If you live in a condominium (bunsō), you may need to contact both: your unit’s insurer (for any interior damage) and the building management association (common areas: exterior walls, roof membranes, shared pipes).
Keep the same evidence discipline: photos, notes, and timelines.
If you are renting the condo, no matter how long, the situation is the same as in an apartment. The condo owner is your landlord. Let everything go through them.
House owners beware of scammers
You are the management company. Aftershocks can worsen damage, so prioritize stopping leaks and protecting electrical areas. Get a professional inspection if you suspect roof or foundation issues.
Make sure to avoid quick “storm-chaser” style contractors during crisis weeks. Scammers abound in Japan, and will especially prey on people who do not know the situation. Never agree to let someone who walks up from the street work on your property.
Get the right insurance
Earthquake risk is one place where Japan is very specific: Earthquake Insurance is a separate system, attached to fire insurance, and covers damage from earthquake, volcanic eruption, and tsunami (fire insurance alone generally doesn’t cover earthquake-caused fire the same way).
So here is an insurance shortlist:
- Fire insurance + Earthquake insurance add-on (often essential for homeowners, and very relevant for renters’ contents too).
- Personal liability coverage (if your unit causes damage to others — e.g., water leakage from a broken pipe).
- Contents coverage sized to your actual replacement costs (kids’ gear adds up fast).
A volcanic eruption is not “earthquake 2.0.” Especially not in Tokyo. It’s a different inconvenience profile: ash, air quality, clogged drains, transport stoppage, and longer disruption. It only happens very rarely — even when it was at its most active, Mt Fuji only erupted every 70 years. And the ash was not even worth recording.

However, that is how Tokyo will notice a volcanic eruption. Tokyo’s Mount Fuji ashfall site notes that volcanic ash could reach Tokyo in about two hours, depending on wind direction, and emphasizes information gathering from reliable sources like the Japan Meteorological Agency and local government. It also explains JMA’s ashfall forecasts, including rapid forecasts issued within minutes after an eruption and more detailed forecasts within tens of minutes.
An earthquake is a kinetic event.
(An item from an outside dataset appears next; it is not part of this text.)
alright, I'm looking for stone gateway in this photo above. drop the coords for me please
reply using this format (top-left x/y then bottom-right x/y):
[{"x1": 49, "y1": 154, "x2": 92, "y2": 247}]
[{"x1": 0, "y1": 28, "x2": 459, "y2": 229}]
The ground shakes, and then it is over. Falling ash from a volcanic eruption means doing ash-specific preparations that is different from earthquake preparation.
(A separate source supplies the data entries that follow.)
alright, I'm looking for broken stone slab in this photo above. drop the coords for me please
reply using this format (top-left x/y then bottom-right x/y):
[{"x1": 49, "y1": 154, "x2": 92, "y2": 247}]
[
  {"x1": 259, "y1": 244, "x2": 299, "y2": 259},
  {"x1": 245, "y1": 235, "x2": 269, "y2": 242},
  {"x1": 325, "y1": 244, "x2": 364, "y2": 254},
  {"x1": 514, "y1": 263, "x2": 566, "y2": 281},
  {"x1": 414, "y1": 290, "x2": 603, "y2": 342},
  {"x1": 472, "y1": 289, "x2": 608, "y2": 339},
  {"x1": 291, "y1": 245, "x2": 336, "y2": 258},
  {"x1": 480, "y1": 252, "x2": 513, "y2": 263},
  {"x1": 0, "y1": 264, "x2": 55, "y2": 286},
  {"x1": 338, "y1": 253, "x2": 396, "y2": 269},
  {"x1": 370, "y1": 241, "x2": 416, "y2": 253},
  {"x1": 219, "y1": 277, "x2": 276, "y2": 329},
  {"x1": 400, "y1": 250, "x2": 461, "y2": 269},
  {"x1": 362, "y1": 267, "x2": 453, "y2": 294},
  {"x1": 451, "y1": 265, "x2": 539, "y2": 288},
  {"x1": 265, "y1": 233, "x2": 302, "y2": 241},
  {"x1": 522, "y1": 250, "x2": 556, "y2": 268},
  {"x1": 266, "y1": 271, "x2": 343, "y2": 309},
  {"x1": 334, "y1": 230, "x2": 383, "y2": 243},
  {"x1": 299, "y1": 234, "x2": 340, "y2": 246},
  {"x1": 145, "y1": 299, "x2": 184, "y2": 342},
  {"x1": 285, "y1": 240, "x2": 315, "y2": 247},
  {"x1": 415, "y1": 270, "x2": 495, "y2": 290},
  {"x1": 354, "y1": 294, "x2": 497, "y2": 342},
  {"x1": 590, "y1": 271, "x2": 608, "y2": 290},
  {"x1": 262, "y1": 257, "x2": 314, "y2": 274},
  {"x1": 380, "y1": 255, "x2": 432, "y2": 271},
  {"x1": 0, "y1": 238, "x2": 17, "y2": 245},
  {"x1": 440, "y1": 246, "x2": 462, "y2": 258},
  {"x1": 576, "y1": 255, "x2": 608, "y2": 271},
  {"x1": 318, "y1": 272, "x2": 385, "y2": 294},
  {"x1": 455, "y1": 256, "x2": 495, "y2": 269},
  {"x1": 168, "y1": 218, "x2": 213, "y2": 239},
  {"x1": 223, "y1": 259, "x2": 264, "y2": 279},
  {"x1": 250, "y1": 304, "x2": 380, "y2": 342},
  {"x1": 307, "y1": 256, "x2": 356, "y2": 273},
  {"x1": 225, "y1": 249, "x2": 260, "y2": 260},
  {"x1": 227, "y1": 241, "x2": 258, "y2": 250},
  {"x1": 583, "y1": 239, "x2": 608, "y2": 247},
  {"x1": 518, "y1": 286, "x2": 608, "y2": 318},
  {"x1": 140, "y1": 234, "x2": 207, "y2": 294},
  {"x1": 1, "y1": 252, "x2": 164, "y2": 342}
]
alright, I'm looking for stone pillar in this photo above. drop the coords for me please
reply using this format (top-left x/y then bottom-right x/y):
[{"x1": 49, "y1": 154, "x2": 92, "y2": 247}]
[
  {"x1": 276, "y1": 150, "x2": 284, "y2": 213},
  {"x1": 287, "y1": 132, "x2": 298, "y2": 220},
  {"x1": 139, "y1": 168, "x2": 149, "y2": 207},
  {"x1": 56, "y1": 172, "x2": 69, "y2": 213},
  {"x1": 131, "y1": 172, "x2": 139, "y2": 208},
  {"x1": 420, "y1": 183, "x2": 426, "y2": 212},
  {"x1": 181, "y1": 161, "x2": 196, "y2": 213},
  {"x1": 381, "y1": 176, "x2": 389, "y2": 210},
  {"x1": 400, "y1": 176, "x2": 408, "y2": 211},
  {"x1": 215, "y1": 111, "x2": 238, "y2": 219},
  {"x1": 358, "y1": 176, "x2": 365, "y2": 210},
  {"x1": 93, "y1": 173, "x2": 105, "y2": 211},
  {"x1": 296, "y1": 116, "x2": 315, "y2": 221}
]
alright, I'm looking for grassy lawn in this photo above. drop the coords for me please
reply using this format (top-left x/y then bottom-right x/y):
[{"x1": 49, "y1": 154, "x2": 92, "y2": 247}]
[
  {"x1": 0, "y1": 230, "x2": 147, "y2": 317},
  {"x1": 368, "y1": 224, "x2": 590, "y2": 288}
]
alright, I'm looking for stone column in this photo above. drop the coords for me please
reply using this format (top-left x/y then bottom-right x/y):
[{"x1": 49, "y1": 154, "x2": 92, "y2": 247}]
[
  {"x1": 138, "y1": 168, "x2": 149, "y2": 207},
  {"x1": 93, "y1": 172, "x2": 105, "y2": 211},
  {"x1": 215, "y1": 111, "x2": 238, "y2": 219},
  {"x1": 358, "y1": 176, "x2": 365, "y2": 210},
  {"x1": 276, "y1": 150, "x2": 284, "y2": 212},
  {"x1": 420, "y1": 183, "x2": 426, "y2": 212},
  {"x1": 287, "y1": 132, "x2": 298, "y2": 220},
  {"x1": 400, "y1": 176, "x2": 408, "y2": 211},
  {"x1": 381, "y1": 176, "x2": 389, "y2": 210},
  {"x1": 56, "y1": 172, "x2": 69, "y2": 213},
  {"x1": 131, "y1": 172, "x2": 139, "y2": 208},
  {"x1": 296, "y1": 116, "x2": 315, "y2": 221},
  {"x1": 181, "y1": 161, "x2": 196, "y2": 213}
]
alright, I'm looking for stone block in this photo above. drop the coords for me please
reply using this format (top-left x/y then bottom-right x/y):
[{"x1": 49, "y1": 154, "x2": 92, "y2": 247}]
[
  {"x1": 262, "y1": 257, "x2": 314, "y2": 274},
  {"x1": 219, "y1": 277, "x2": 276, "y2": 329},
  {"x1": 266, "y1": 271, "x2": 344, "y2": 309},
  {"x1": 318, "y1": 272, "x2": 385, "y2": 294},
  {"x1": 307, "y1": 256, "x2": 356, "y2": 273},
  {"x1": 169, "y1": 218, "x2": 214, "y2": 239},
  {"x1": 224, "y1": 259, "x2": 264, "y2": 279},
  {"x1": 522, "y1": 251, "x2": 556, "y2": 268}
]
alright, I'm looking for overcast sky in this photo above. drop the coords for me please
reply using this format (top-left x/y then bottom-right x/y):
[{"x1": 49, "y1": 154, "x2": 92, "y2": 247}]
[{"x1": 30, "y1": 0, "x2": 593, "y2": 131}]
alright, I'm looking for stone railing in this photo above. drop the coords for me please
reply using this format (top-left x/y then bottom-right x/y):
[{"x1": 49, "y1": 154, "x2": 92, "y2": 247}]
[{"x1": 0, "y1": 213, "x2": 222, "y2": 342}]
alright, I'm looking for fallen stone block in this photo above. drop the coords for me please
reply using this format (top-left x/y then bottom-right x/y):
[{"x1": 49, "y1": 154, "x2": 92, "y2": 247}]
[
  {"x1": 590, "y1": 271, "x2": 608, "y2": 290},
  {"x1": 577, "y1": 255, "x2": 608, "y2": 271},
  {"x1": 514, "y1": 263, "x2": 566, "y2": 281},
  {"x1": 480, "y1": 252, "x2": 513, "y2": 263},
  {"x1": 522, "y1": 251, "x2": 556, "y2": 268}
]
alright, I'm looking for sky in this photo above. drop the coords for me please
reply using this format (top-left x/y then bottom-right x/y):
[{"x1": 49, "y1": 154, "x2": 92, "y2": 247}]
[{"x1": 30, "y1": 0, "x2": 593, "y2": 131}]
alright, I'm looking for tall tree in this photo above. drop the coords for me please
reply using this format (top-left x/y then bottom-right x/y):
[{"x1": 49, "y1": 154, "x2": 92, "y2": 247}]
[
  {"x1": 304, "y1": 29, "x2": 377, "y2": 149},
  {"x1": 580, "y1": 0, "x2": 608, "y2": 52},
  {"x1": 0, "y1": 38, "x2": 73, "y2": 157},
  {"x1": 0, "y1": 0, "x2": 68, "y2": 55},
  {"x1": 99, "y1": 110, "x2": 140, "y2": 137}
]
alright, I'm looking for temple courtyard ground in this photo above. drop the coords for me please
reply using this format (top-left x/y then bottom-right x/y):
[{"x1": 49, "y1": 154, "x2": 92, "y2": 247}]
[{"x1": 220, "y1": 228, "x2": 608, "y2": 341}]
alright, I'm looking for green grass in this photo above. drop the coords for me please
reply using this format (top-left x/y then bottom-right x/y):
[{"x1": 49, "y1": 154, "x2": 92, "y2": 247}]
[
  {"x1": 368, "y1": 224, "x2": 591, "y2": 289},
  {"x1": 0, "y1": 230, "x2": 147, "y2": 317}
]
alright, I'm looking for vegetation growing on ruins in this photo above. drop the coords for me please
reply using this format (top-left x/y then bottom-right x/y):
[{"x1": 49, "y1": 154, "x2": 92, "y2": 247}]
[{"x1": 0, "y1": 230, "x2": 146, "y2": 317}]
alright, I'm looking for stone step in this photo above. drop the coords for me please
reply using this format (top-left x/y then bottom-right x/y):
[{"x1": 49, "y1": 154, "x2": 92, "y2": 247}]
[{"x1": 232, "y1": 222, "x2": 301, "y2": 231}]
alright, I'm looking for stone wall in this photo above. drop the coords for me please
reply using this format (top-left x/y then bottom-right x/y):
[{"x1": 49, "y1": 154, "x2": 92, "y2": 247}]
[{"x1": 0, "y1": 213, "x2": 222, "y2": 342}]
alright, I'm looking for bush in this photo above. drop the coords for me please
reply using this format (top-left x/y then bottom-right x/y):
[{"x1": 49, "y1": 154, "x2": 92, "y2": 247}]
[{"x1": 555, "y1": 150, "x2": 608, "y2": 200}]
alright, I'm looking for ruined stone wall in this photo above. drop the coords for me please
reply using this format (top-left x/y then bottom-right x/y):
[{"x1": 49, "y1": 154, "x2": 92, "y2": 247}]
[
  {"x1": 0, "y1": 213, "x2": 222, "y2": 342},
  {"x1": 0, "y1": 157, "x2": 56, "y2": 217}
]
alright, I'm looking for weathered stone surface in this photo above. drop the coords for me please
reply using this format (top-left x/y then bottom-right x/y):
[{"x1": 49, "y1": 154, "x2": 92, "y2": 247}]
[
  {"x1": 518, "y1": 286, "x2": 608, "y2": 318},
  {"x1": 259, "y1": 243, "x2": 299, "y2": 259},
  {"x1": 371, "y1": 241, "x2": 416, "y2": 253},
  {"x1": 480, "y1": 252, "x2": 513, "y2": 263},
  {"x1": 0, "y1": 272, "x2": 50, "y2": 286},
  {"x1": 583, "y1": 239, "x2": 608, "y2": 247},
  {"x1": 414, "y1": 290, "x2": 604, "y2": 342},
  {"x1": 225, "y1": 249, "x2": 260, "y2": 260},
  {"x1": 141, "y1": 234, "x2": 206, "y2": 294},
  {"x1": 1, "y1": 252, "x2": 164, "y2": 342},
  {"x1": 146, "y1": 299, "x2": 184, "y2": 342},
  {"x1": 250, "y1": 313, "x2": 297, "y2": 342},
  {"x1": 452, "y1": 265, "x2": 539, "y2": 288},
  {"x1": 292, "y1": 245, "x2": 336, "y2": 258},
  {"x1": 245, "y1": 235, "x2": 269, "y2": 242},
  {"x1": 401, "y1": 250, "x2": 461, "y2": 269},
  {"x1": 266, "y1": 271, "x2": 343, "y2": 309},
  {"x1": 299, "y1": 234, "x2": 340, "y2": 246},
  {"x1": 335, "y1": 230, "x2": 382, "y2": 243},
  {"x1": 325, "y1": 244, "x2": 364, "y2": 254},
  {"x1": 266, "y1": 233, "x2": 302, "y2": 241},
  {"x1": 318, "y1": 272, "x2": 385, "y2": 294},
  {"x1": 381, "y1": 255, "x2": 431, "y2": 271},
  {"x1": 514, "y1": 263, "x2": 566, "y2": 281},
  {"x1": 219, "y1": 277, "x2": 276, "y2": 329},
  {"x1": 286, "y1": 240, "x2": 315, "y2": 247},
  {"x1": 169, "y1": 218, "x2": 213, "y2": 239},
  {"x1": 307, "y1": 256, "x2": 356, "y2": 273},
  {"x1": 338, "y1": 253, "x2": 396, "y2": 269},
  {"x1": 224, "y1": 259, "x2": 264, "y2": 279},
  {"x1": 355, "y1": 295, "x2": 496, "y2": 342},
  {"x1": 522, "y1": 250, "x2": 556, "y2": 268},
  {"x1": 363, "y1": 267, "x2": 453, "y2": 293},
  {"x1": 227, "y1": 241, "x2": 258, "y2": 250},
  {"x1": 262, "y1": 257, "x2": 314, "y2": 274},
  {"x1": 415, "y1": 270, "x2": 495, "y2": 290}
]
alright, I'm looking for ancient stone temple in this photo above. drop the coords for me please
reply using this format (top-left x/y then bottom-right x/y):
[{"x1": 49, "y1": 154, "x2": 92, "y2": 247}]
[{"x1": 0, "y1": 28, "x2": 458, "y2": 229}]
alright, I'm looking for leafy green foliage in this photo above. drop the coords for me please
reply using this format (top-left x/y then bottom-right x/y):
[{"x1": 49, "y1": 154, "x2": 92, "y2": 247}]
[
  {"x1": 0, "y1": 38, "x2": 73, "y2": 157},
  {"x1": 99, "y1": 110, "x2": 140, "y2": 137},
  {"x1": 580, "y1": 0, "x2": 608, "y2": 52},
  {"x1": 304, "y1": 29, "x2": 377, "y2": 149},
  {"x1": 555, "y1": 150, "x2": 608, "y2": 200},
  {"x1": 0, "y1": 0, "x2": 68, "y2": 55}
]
- Masks and eye protection: snug masks and even industrial-certified masks (DS2/N95) for prolonged outdoor work, plus goggles and long sleeves. The ash gets everywhere unless you are covered.
- Keep ash out of your home: seal gaps with towels and masking tape; keep windows/doors closed.
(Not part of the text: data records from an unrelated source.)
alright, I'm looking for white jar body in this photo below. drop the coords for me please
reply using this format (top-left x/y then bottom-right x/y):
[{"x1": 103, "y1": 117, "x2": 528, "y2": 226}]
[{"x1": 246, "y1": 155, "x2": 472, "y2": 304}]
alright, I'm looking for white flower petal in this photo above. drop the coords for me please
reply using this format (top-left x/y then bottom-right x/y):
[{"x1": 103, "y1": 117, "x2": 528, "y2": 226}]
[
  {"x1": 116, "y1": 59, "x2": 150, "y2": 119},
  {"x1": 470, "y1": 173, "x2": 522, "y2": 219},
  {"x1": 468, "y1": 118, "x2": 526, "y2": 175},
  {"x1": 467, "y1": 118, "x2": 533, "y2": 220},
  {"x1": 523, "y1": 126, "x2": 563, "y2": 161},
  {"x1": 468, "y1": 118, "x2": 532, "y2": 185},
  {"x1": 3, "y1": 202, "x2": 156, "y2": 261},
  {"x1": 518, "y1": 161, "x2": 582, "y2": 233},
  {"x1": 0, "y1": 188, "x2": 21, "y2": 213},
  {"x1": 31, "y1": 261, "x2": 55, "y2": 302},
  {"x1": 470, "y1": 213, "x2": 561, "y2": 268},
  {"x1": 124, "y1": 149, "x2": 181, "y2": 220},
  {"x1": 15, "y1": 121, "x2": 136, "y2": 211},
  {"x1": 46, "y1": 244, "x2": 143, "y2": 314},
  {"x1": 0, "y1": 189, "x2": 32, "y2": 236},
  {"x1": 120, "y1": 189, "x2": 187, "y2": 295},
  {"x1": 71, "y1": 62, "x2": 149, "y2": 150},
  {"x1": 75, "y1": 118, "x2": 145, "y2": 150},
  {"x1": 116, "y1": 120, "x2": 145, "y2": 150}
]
- Drain protection: ash hardens when wet and can clog drains; don’t wash it down sinks or flush it in the toilet.
- Cleaning tools: brooms and collection bags; clean as soon as possible while wearing protection.
- Air conditioner protection: Cover the outdoor unit to prevent ash intrusion and breakdown.
And again, because ash events can disrupt logistics longer, Tokyo recommends stockpiling food and necessities for at least three days and ideally seven days or more. Do not forget water. The ash may disrupt the pumping system for the drinking water. Double the recommended stockpile in summer.